Research on genomes is booming in the scientific community, and this is translating into an explosion of published results. Genetic experts and researchers now need to keep up with the most recent discoveries and their practical implications. Finding pertinent scientific articles and gathering important data for the interpretation of genetic variants provide a problem. The process of interpreting genetic variants can be made more effective by using computer-aided literature search and summarization to convert large genomic datasets into clinically applicable insights. In order to close this gap, researchers from the University of Pavia introduced VarChat (varchat.engenome.com), a cutting-edge application built on generative AI that was created to locate and condense the dispersed scientific literature related to genetic variants into concise but educational writings. VarChat gives users a succinct explanation of particular genetic variants, including information on how they affect linked proteins and potential health implications for humans. VarChat additionally promotes further research and provides direct links to relevant, reliable scientific sources. 

Introduction

Genomics and personalized medicine are producing massive amounts of data, with genetic variations being the main area of study. The great majority of these variations are well-documented in scientific publications, and they can be connected to treatment responses, disease susceptibility, and other phenotypic outcomes. In addition to the detection of these variants from sequencing data, there have been various proposals for automating the process of effectively curating and interpreting this vast amount of data. Much work has gone into compiling this knowledge into publicly accessible resources and specialized databases such as gnomAD, OMIM, and ClinVar. With its extensive body of knowledge, the scientific literature provides a multitude of insights into these genetic variations. However, manual curation is difficult due to the massive volume of publications and the lack of precise standardization in the use of a nomenclature characterizing genetic variations. Additionally, the curation process—which is much enhanced by having access to complete texts and supplemental data of scientific articles—is a crucial component in improving the finding of genetic variants. 

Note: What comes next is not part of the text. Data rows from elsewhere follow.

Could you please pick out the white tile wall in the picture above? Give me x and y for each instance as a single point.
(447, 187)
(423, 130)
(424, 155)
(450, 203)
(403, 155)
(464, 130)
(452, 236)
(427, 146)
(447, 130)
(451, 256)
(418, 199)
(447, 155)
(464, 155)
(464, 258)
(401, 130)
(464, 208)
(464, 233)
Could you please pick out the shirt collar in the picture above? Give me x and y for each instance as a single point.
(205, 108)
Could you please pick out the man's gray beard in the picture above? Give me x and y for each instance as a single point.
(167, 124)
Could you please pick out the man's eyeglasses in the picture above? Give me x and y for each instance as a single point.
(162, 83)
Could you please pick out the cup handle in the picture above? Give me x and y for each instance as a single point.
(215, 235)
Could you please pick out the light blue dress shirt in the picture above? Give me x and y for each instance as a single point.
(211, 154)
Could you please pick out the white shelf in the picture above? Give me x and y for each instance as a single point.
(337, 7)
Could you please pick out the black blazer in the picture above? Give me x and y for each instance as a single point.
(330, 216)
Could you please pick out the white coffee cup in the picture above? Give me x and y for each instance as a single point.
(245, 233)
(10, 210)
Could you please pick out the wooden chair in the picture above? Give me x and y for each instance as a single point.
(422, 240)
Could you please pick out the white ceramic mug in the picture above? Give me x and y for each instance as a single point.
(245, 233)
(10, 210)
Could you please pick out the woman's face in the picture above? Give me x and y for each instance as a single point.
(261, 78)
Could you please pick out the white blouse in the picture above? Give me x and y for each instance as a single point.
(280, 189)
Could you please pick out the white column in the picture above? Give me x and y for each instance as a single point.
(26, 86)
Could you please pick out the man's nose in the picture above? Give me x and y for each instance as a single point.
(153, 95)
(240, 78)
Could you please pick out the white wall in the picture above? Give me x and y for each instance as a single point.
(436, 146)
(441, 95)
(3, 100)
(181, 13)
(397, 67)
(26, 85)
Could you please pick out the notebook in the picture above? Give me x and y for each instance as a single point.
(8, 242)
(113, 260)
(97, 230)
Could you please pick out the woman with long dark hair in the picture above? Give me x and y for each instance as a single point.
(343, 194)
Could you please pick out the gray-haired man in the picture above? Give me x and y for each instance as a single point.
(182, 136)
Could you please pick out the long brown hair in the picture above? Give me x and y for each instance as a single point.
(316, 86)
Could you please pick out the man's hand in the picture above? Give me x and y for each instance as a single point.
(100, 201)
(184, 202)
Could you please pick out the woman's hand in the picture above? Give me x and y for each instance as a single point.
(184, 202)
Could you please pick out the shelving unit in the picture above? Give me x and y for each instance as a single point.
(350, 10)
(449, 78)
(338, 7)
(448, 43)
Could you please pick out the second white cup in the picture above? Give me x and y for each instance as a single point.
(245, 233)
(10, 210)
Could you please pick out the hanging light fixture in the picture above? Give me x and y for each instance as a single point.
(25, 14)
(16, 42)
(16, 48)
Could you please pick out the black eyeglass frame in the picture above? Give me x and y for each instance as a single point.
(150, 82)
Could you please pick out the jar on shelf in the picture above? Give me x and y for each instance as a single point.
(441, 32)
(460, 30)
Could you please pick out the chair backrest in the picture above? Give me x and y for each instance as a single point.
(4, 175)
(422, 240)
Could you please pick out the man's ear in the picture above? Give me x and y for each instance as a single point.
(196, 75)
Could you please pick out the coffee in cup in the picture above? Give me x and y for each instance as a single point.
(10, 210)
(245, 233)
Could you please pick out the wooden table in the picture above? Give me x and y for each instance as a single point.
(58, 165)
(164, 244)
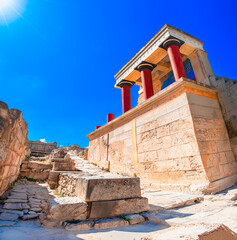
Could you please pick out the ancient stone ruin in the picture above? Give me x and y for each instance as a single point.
(39, 148)
(13, 141)
(182, 134)
(176, 148)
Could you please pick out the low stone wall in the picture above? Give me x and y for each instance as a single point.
(80, 152)
(35, 170)
(175, 140)
(67, 184)
(39, 148)
(13, 142)
(227, 93)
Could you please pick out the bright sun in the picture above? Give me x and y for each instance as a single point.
(10, 10)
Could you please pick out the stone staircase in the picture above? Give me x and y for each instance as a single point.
(102, 194)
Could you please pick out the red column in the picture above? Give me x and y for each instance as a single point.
(147, 83)
(126, 85)
(126, 98)
(110, 117)
(145, 68)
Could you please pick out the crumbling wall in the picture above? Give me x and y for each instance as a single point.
(40, 148)
(13, 142)
(227, 93)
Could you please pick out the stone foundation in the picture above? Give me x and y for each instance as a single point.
(13, 141)
(177, 139)
(35, 170)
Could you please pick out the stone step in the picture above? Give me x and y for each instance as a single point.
(12, 206)
(16, 200)
(8, 217)
(7, 223)
(114, 208)
(110, 223)
(30, 216)
(67, 208)
(19, 213)
(100, 189)
(65, 166)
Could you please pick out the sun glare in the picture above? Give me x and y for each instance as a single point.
(10, 10)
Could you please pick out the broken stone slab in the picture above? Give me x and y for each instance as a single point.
(30, 216)
(63, 160)
(20, 196)
(13, 206)
(134, 219)
(101, 189)
(7, 223)
(38, 166)
(16, 200)
(47, 223)
(67, 208)
(81, 226)
(106, 209)
(25, 206)
(53, 179)
(110, 223)
(68, 166)
(36, 209)
(19, 213)
(18, 190)
(8, 217)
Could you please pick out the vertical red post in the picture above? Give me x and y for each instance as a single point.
(176, 62)
(145, 68)
(126, 85)
(147, 83)
(126, 98)
(172, 46)
(110, 117)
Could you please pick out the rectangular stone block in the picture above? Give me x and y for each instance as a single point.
(106, 209)
(69, 166)
(100, 189)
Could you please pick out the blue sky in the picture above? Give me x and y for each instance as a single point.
(58, 61)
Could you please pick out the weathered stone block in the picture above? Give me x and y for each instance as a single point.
(100, 189)
(135, 219)
(66, 166)
(110, 223)
(81, 226)
(67, 208)
(105, 209)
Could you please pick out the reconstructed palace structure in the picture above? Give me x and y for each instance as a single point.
(182, 135)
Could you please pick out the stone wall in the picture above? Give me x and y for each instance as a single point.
(35, 170)
(13, 142)
(41, 148)
(176, 140)
(227, 93)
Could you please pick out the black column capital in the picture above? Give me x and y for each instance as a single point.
(171, 41)
(145, 65)
(125, 82)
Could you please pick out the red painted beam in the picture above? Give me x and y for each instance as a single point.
(147, 83)
(126, 98)
(176, 62)
(110, 117)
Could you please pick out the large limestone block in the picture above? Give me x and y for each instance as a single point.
(100, 189)
(39, 166)
(105, 209)
(38, 175)
(67, 208)
(65, 166)
(110, 223)
(53, 179)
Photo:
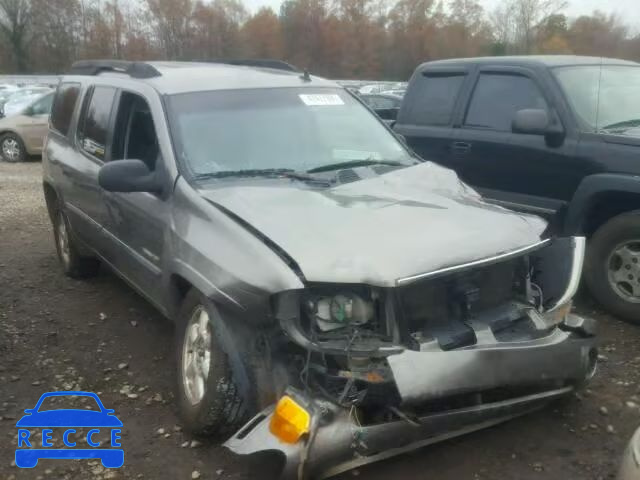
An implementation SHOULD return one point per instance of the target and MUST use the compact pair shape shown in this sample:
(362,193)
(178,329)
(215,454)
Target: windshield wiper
(356,163)
(635,122)
(267,173)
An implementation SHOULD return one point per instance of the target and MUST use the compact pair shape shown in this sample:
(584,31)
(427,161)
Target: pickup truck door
(523,172)
(427,112)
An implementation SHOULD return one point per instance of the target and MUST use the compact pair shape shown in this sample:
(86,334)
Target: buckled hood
(381,229)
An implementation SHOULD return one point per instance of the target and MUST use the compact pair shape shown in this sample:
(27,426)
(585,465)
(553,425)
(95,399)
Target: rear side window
(432,99)
(497,98)
(64,106)
(94,124)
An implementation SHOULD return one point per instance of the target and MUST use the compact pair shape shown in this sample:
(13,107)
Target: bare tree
(15,23)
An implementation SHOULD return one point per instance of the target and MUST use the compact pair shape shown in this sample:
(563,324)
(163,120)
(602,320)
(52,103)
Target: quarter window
(64,106)
(432,99)
(498,97)
(93,128)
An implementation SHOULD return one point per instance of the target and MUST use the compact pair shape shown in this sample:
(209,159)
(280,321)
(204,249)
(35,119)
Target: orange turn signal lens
(289,421)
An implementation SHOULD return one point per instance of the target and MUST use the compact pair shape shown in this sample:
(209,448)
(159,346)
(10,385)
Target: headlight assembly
(340,310)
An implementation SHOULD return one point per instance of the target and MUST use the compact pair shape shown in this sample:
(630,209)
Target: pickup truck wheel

Tools to Support Genomic Variant Research

LitVar is a semantic search engine created especially to connect PMC and PubMed genetic variant data. Advanced text mining algorithms are used by LitVar to visualize the relationships between variations and other connected entities, such as diseases and chemicals/drugs, in addition to retrieving standardized variant information. Another tool that aims to assist in the curation of genomic variants is called Variomes, which is a high-recall search engine. By changing the parameters, one can add keywords for articles to be reranked and customize the search by defining the chronology. Lastly, SynVar, which offers descriptions in both standard and non-standard formats common in the literature, has been developed to guarantee efficient retrieval of texts containing variants.  

The incapacity of these methods to combine the information from variants into succinct, accessible paragraphs appropriate for clinical reports is a serious drawback. While many systems focus on data aggregation and classification, they are not as successful in producing thorough yet concise textual interpretations. 

Looking Into Large Language Models

Generative AI-based large language models (LLMs), such as the well-known chatGPT (www.openai.com), Bard (google AI), Falcon (www.tii.ae), and Claude 2 (Anthropic, www.claude.ai), are naturally capable of understanding and summarising complicated texts. These models are built on a deep learning architecture called a Transformer, which has millions or billions of parameters and an inventive “attention” layer that allows the model to assign varying weights to different input components, enhancing its comprehension of the context and relationships in the data. They have proven to perform exceptionally well on a variety of Natural Language Processing tasks, exhibiting great understanding and reasoning skills, and have become essential components of solutions that are widely utilized in our daily lives. 

Introducing VarChat

It is still difficult to strike a balance between offering precise and in-depth genetic insights and making sure that the writing is understandable to a wide range of readers, including those who lack extensive computational and genomic knowledge.

For this reason, researchers present VarChat, the first generative AI-based application created to find and compile scientific literature regarding a variant in a human genome, together with a brief description of the variant, key findings from previous studies, and related references.

Methodology

VarChat needs the dbSNP identifier or the genomic variant coordinates in accordance with the HGVS nomenclature as input. Through the use of an LLM model, VarChat generates succinct and logical summaries for each variant that is queried, allowing researchers and clinicians to grasp the key points of the publications related to these variants. When available, the system furnishes the user with the top 15 pertinent references along with a written summary. A modified version of the BM25 ranking algorithm, which mostly uses the classic word frequency, is used to determine how relevant the publication is. Papers that report the variant only in the supplementary are penalized; more weight is given to those that cite the variant in the abstract and were published within the last two years.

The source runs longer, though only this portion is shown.